Tundra Swans

 November 17 2012,. Hamilton Harbour, ON. Tundra Swans are back.  They visit us twice a year: in early March, and again in November.  The March visit is their first stop after a non-stop flight from their coastal wintering grounds in Maryland, Virginia and North Carolina, it’s usually quite brief.  They’re on their way to their tundra breeding grounds and waste little time socializing.  In November things are a little less urgent, they arrive when they’re pushed here and often hang around until driven further south by the promise of nasty weather; if mild enough a handful will spend the winter here.

They showed up just yesterday here at the west end of Lake Ontario.  I’d heard they’d arrived so went looking for them on our large enclosed bay.  It was quite early and everything had been touched by frosts, the water was calm and a haze lay across the entire bay veiling some of the uglier evidence of industry and commerce; quite pretty really.

Tundra Swans.
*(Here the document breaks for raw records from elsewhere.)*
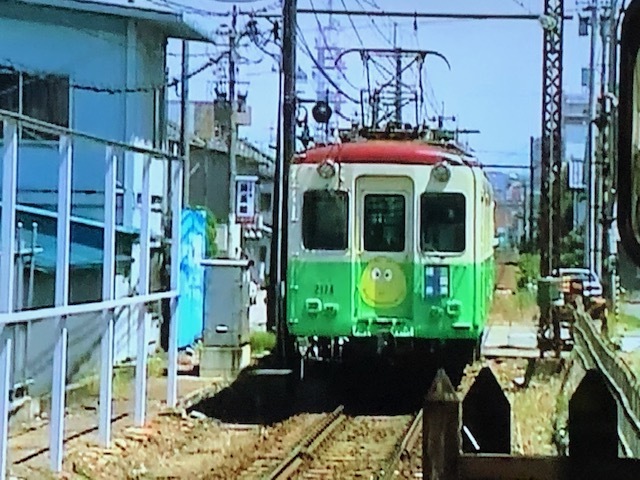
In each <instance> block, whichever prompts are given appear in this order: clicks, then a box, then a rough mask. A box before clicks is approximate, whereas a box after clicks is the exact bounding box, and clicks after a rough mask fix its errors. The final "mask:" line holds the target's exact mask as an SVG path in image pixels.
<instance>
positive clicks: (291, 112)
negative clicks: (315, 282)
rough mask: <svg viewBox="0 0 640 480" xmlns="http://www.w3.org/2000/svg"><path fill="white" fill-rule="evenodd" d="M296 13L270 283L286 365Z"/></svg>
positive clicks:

You’ll have to take my word for it.

I thought I could hear Tundra Swans, but just faintly.  We have wintering Trumpeter Swans and year-round Mute Swans, and the latter, while mostly silent, do sometimes make a gentle snorting whistle that could, in a pinch and from far way, be taken for the soft “Whoow” of a Tundra Swan, and there were plenty of large white waterfowl to be seen so it was hard to be sure. I drove another block east, made my way down to the shore of the bay and there, as I’d hoped, were about twenty Tundra Swans.  Most were feeding on aquatic weed, tipping up and paddling the air wildly to stay inverted.  A quiet murmur passed between members of the flock; that was the distant sound I’d heard. Almost everything about Tundra Swans appeals to me, they were certainly my Bird of the Day even before a later encounter with a Screech Owl found sitting on its doorstep and a small squadron of male Hooded Mergansers resplendent like a bunch of 19th century Prussian army cadets with extravagant headgear.